When I discovered I was pregnant with my first baby in August 2012, in many ways, I was a typical first time mum. I don’t think I knew anyone at this point, who had given birth uneventfully, or if I did they were very quiet about it!
Family and friends found it amusing to tease me about the impending birth. The picture above, for example, was taken when I was 38 weeks pregnant and my dad saved me an article that he had read in the Daily Mail about a woman who gave birth to a 14lb baby! Thanks Dad!
However, I was also an atypical first time mother. I had spent a year working as lead commissioner for maternity services a few years prior, so I knew the local maternity landscape pretty well.
I planned to give birth in water in the co-located midwife-led birthing unit at my local hospital. Clinically, there was no reason to believe that this wouldn’t happen, as I’d had an uneventful pregnancy.
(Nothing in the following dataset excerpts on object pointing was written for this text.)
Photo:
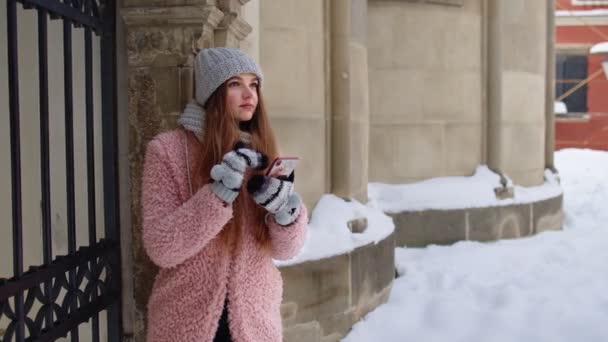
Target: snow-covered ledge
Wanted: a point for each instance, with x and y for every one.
(339, 276)
(450, 209)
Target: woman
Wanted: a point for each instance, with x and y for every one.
(214, 241)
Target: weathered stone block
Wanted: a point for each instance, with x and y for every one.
(372, 270)
(514, 221)
(482, 224)
(421, 228)
(321, 288)
(548, 214)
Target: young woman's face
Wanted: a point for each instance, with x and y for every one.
(242, 96)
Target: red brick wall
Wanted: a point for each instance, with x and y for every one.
(567, 5)
(592, 131)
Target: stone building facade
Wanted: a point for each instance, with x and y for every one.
(363, 91)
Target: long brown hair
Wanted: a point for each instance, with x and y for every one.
(221, 133)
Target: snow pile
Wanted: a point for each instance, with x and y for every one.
(599, 48)
(582, 13)
(584, 176)
(549, 287)
(476, 191)
(328, 232)
(560, 107)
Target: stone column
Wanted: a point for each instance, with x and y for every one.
(232, 29)
(161, 41)
(517, 89)
(550, 87)
(350, 99)
(494, 84)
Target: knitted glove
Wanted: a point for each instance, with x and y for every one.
(277, 196)
(228, 175)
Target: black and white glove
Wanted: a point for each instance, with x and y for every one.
(277, 196)
(228, 175)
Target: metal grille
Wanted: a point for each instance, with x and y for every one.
(51, 300)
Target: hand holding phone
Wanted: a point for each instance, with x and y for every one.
(282, 166)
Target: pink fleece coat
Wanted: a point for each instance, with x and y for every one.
(196, 273)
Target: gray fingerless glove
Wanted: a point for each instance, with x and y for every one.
(228, 175)
(277, 196)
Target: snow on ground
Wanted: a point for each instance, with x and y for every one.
(456, 192)
(328, 233)
(549, 287)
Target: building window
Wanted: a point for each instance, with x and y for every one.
(589, 2)
(570, 70)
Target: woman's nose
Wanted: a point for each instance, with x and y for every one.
(247, 93)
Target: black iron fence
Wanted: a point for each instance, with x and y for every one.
(51, 300)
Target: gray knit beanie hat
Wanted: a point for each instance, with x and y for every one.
(214, 66)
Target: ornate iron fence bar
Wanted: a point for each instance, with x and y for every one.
(90, 131)
(89, 263)
(88, 277)
(45, 181)
(13, 81)
(80, 316)
(69, 155)
(64, 10)
(104, 249)
(110, 158)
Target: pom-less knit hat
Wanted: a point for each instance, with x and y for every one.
(212, 67)
(215, 66)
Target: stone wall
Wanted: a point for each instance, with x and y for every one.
(323, 299)
(443, 227)
(426, 76)
(292, 55)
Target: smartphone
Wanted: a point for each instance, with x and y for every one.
(282, 166)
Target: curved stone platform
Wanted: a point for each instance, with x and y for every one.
(443, 227)
(323, 299)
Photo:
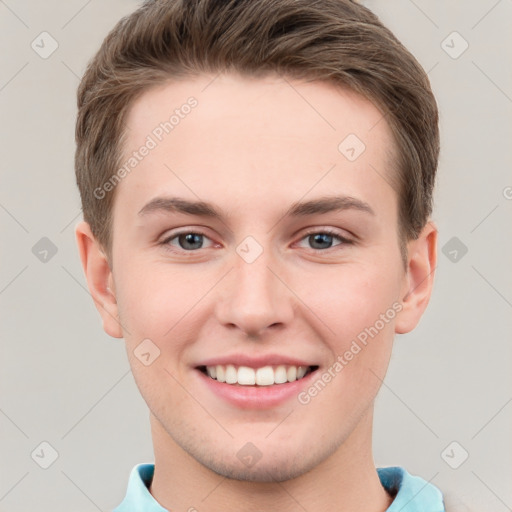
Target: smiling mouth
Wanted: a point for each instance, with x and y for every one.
(264, 376)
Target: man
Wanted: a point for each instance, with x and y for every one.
(256, 180)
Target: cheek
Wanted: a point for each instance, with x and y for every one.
(353, 299)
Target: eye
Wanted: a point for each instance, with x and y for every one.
(321, 240)
(186, 240)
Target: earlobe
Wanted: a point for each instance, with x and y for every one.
(418, 279)
(99, 278)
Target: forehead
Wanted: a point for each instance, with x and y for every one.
(227, 134)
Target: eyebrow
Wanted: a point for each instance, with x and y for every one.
(321, 205)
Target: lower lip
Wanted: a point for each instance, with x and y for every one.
(256, 397)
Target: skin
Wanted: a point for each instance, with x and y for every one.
(267, 148)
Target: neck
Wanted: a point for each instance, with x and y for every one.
(345, 481)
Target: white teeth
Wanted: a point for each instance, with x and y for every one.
(246, 376)
(291, 373)
(280, 375)
(264, 376)
(231, 374)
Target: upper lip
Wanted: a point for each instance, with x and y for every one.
(255, 361)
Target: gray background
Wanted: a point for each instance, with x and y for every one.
(64, 381)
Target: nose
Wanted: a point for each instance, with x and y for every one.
(254, 298)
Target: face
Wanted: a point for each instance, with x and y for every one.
(251, 246)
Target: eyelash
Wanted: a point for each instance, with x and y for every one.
(327, 231)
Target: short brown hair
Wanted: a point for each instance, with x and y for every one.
(336, 41)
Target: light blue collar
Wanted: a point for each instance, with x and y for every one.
(412, 493)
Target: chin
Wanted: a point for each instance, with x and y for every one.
(278, 469)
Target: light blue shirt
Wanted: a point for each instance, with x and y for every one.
(412, 493)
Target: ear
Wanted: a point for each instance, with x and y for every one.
(99, 279)
(418, 278)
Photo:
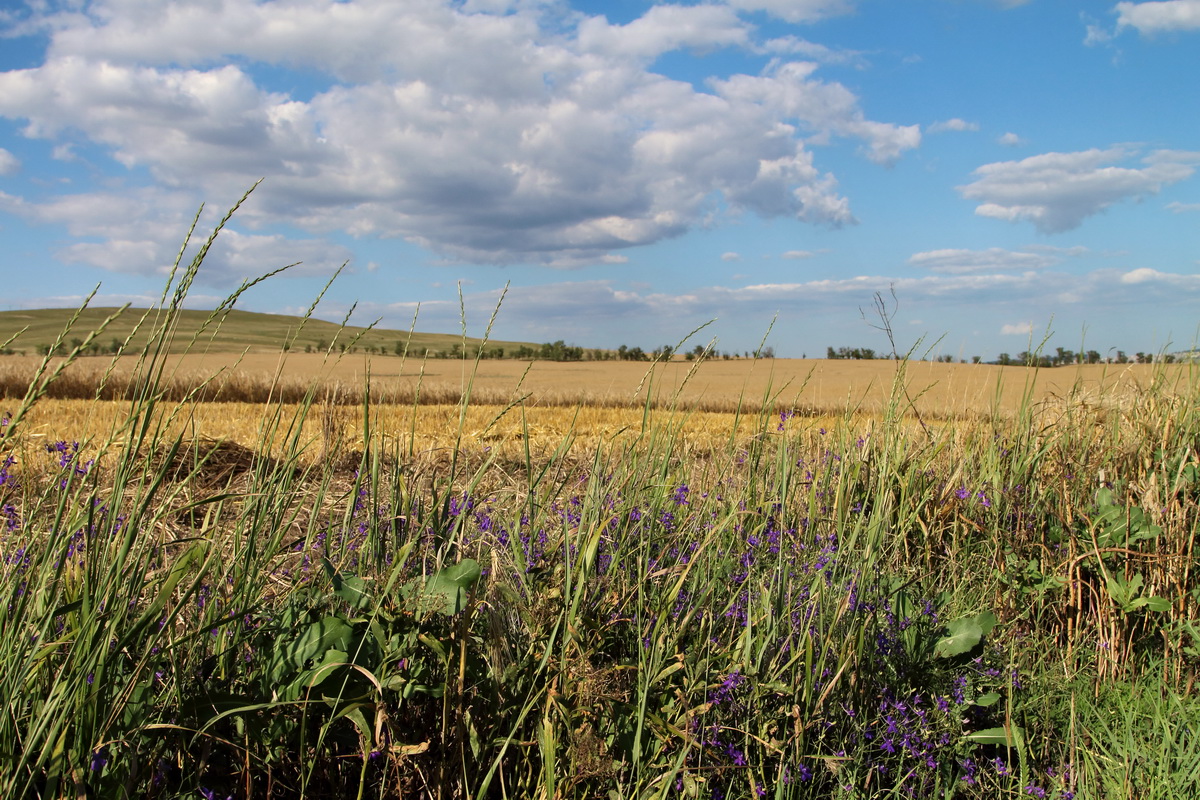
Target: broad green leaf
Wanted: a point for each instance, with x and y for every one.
(450, 588)
(964, 635)
(1009, 737)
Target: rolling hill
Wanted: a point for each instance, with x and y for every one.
(231, 331)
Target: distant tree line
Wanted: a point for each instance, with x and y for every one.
(1060, 358)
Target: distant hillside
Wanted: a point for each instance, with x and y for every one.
(234, 331)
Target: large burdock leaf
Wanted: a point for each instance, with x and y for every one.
(964, 635)
(449, 589)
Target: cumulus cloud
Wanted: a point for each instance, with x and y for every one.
(491, 134)
(9, 163)
(797, 11)
(139, 232)
(1159, 17)
(954, 124)
(1057, 191)
(963, 262)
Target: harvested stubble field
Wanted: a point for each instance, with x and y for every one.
(513, 402)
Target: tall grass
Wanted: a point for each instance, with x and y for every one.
(875, 609)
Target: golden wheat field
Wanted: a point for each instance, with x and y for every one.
(514, 405)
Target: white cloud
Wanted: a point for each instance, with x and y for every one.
(811, 50)
(1057, 191)
(954, 124)
(664, 29)
(9, 163)
(139, 232)
(797, 11)
(515, 136)
(826, 109)
(963, 262)
(1159, 17)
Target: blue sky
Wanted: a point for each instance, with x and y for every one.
(630, 170)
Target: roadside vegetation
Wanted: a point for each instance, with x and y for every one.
(867, 606)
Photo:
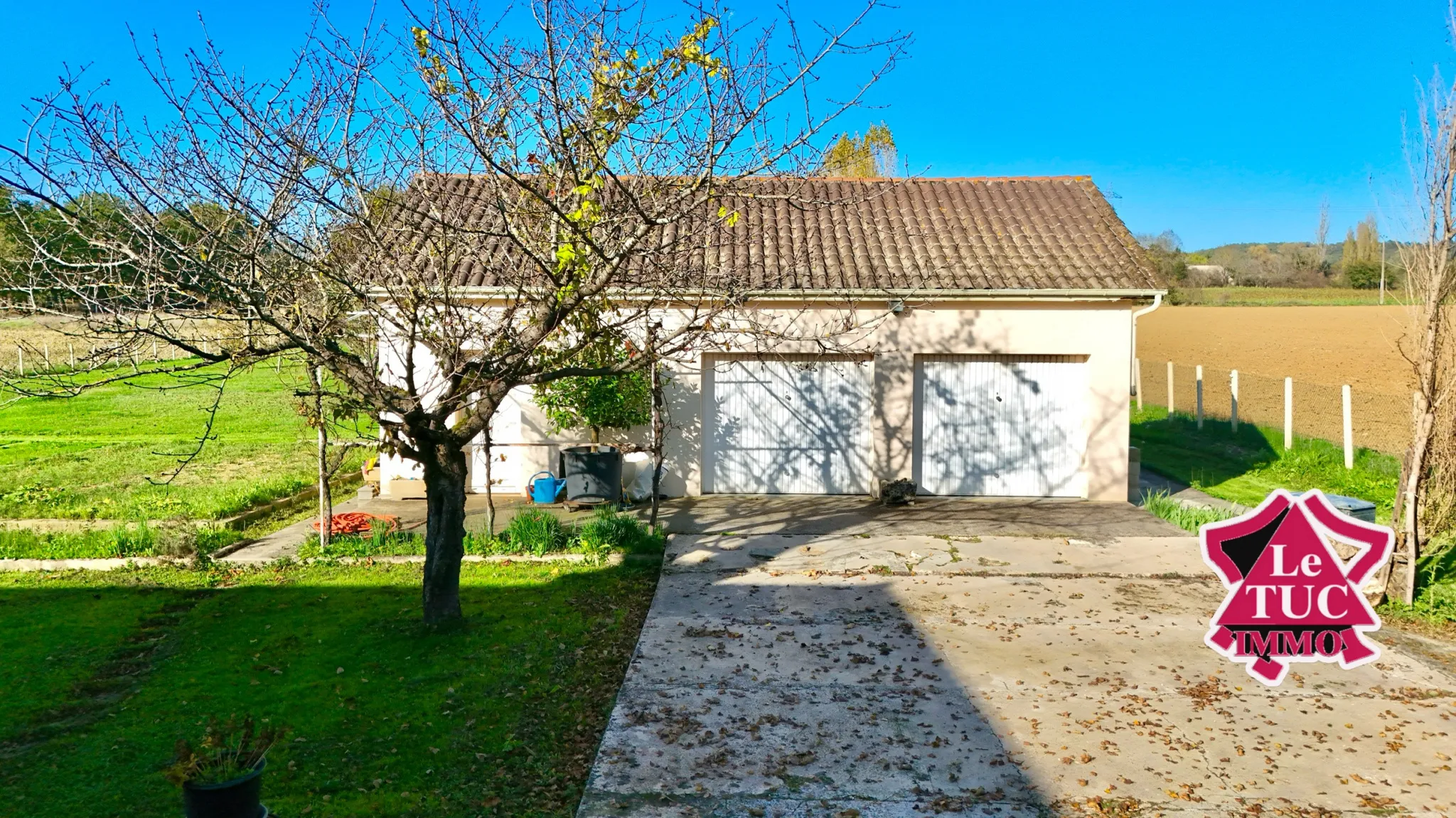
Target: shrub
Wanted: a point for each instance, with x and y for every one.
(1363, 276)
(536, 532)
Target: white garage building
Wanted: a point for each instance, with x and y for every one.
(996, 358)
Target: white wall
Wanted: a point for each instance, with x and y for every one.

Unfortunately, it was not to be and my son was born by caesarean section, at term plus 13 days, following a prolonged bradycardia (abnormally slow heart rate). The only ‘intervention’ I had prior to his birth was two sweeps and expectant management (after my waters broke 48 hours prior to his birth).
The staff were kind to us, particularly during the preparations for surgery, when it wasn’t clear whether I would need a general anesthetic. Luckily, it was decided that there was time for a spinal and I particularly remember one staff member (I’m not exactly sure what her role was) encouraging me to breathe and explaining that the shaking was normal.
However, there were also long periods where they seemed to completely forget about me. No one told me that my baby was about to be born, I heard a baby cry and said to my husband: “I’m guessing our baby is the only one in here?” My husband even forgot about me and went over to the resuscitaire to watch them clean and dress him. I remember struggling to get anyone’s attention to ask whether his pink hat meant he was a girl.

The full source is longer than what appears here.